How to measure learning

belinda-probert-thumb Deputy Vice-Chancellor Belinda Probert

First published in The Australian on 25 August, 2010.

The new Tertiary Education Quality and Standards Agency will not be fully operational until 2012.

Understandably, universities want to make sure it will focus adequate attention on the risky bits of the industry while not strangling it with red tape.

But perhaps more significant in the longer run will be the way it implements one of the most radical recommendations from the Bradley review, namely that universities report on direct measures of learning outcomes.

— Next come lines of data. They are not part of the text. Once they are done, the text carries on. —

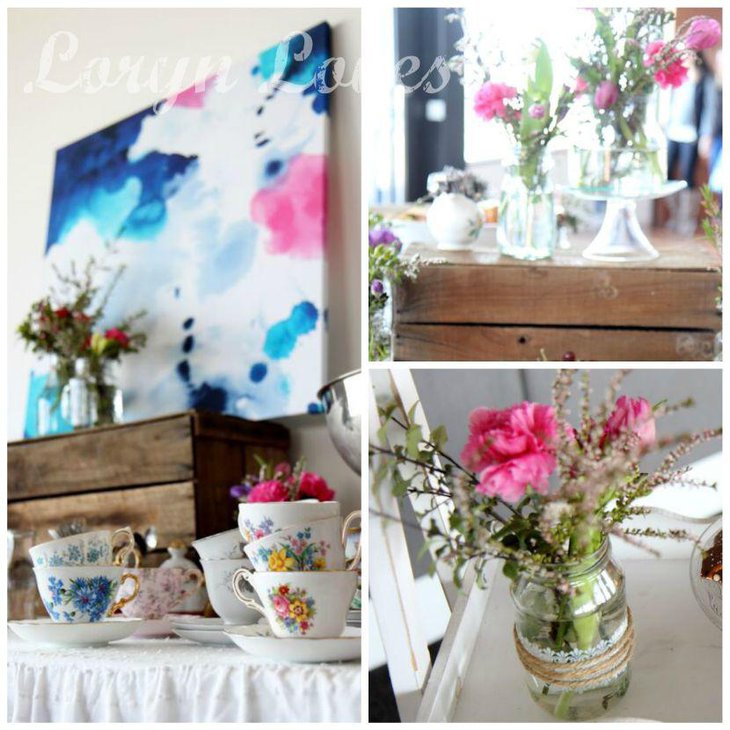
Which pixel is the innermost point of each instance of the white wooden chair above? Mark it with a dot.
(423, 693)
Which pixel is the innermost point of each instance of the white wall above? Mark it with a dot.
(40, 122)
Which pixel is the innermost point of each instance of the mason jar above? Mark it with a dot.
(621, 151)
(573, 635)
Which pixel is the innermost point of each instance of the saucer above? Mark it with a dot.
(159, 628)
(203, 636)
(45, 631)
(259, 641)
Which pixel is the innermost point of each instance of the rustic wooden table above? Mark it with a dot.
(478, 305)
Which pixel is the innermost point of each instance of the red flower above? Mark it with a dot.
(121, 337)
(314, 486)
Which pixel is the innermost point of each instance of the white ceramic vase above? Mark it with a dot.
(454, 221)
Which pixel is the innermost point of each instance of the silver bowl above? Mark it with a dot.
(342, 403)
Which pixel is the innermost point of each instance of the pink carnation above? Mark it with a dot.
(673, 74)
(489, 100)
(313, 486)
(512, 449)
(581, 86)
(273, 491)
(606, 95)
(703, 33)
(634, 416)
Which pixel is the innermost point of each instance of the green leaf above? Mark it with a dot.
(439, 436)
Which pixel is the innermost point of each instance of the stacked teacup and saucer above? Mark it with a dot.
(221, 555)
(302, 579)
(78, 578)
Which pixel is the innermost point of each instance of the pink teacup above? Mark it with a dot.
(160, 590)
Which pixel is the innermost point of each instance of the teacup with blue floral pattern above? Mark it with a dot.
(86, 548)
(83, 594)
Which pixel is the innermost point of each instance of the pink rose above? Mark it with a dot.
(633, 416)
(314, 486)
(581, 86)
(672, 74)
(703, 33)
(512, 449)
(281, 605)
(273, 491)
(489, 100)
(606, 95)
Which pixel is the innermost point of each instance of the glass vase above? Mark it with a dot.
(619, 152)
(574, 636)
(527, 227)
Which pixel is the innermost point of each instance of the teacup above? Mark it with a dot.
(226, 545)
(318, 545)
(86, 548)
(259, 519)
(83, 594)
(219, 583)
(312, 604)
(160, 590)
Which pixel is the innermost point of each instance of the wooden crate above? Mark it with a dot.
(477, 305)
(172, 473)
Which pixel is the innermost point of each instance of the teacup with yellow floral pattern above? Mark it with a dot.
(308, 546)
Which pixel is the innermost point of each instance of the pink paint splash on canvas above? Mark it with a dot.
(194, 96)
(294, 208)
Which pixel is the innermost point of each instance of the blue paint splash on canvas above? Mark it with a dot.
(282, 337)
(94, 179)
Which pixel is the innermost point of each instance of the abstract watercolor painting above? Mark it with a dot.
(215, 201)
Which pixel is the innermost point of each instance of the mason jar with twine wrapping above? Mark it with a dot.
(574, 635)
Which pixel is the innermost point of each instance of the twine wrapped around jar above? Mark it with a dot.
(583, 673)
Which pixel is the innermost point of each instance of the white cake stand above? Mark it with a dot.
(620, 238)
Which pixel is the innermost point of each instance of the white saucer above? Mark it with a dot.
(203, 636)
(159, 628)
(45, 631)
(258, 640)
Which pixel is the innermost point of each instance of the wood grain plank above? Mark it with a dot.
(678, 290)
(170, 508)
(458, 342)
(147, 452)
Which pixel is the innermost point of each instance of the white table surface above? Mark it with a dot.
(676, 669)
(173, 680)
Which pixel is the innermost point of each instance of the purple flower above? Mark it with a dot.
(606, 95)
(382, 236)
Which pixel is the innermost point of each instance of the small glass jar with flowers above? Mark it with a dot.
(620, 148)
(546, 496)
(531, 112)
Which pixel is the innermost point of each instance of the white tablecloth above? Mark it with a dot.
(173, 680)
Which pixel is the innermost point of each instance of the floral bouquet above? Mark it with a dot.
(282, 483)
(619, 67)
(573, 630)
(386, 266)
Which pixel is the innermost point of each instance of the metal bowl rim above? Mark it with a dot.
(339, 379)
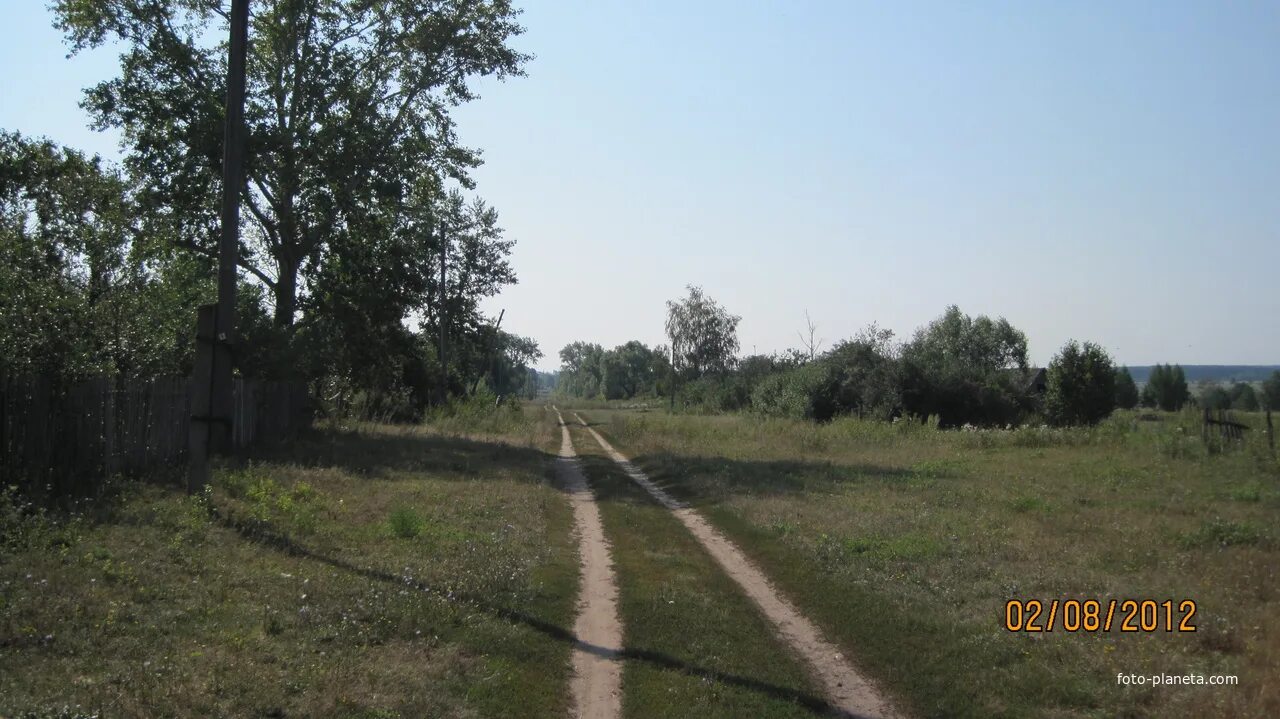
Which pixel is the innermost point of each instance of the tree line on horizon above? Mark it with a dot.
(958, 369)
(356, 186)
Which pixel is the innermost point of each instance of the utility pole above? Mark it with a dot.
(213, 404)
(444, 362)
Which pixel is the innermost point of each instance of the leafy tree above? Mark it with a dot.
(1243, 397)
(1127, 390)
(1211, 395)
(1271, 390)
(965, 370)
(81, 292)
(703, 335)
(348, 101)
(581, 370)
(1168, 388)
(805, 392)
(1080, 385)
(868, 375)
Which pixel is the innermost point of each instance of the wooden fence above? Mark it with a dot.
(68, 439)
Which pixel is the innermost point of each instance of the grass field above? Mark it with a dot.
(904, 544)
(364, 572)
(432, 571)
(695, 646)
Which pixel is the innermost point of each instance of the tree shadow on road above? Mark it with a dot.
(265, 535)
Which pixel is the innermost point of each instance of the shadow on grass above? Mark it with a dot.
(704, 481)
(265, 535)
(383, 456)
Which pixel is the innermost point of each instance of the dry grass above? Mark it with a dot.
(289, 591)
(904, 543)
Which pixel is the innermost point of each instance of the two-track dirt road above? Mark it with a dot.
(597, 668)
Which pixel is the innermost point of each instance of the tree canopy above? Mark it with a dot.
(347, 114)
(703, 335)
(1080, 385)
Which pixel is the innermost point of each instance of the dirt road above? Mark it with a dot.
(845, 686)
(597, 682)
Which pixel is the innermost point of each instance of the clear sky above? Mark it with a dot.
(1093, 170)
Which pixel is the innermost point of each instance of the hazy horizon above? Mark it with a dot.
(1091, 172)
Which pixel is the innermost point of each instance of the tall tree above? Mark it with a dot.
(1166, 388)
(1127, 390)
(80, 292)
(965, 369)
(703, 334)
(348, 101)
(1080, 385)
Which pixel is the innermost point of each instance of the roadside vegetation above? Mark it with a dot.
(904, 541)
(362, 571)
(694, 645)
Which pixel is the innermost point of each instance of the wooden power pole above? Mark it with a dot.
(443, 294)
(211, 399)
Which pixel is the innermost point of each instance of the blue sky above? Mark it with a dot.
(1092, 170)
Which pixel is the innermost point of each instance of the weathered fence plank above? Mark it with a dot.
(63, 442)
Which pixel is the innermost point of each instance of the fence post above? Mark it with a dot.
(201, 407)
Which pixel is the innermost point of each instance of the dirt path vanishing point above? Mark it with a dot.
(846, 687)
(597, 682)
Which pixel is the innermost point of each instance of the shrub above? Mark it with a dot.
(1127, 390)
(1080, 385)
(405, 522)
(804, 393)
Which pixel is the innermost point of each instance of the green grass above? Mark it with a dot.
(364, 572)
(903, 543)
(695, 646)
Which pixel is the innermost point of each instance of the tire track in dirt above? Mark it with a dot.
(597, 681)
(845, 686)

Earlier attempts to measure the quality of university teaching relied on indicators that had little research-based validity, leading to rankings that were uniformly rejected by the sector.

Six months ago the Bradley-inspired Department of Education, Employment and Workplace Relations' discussion paper on performance indicators proposed that cognitive learning outcomes ideally would include discipline-specific measures as well as measures of higher-order generic skills such as communication and problem-solving so valued by employers.

As recently suggested by Richard James, from the Centre for the Study of Higher Education at the University of Melbourne, the public has a right to know not just whether groups of graduates met a threshold standard but also whether their skills were rated good or excellent (HES, July 7).

The difficulty with his seemingly sensible suggestion is that there is almost no data on what students are actually learning.

Even the toughest accreditation criteria focus on inputs such as hours in class, words written, content covered, credit points earned and the status of teachers.
Tools such as the Course Experience Questionnaire and the increasingly popular Australian Survey of Student Experience provide data that can be used to good effect by academics with a serious interest in pedagogy. None of these measures learning, however.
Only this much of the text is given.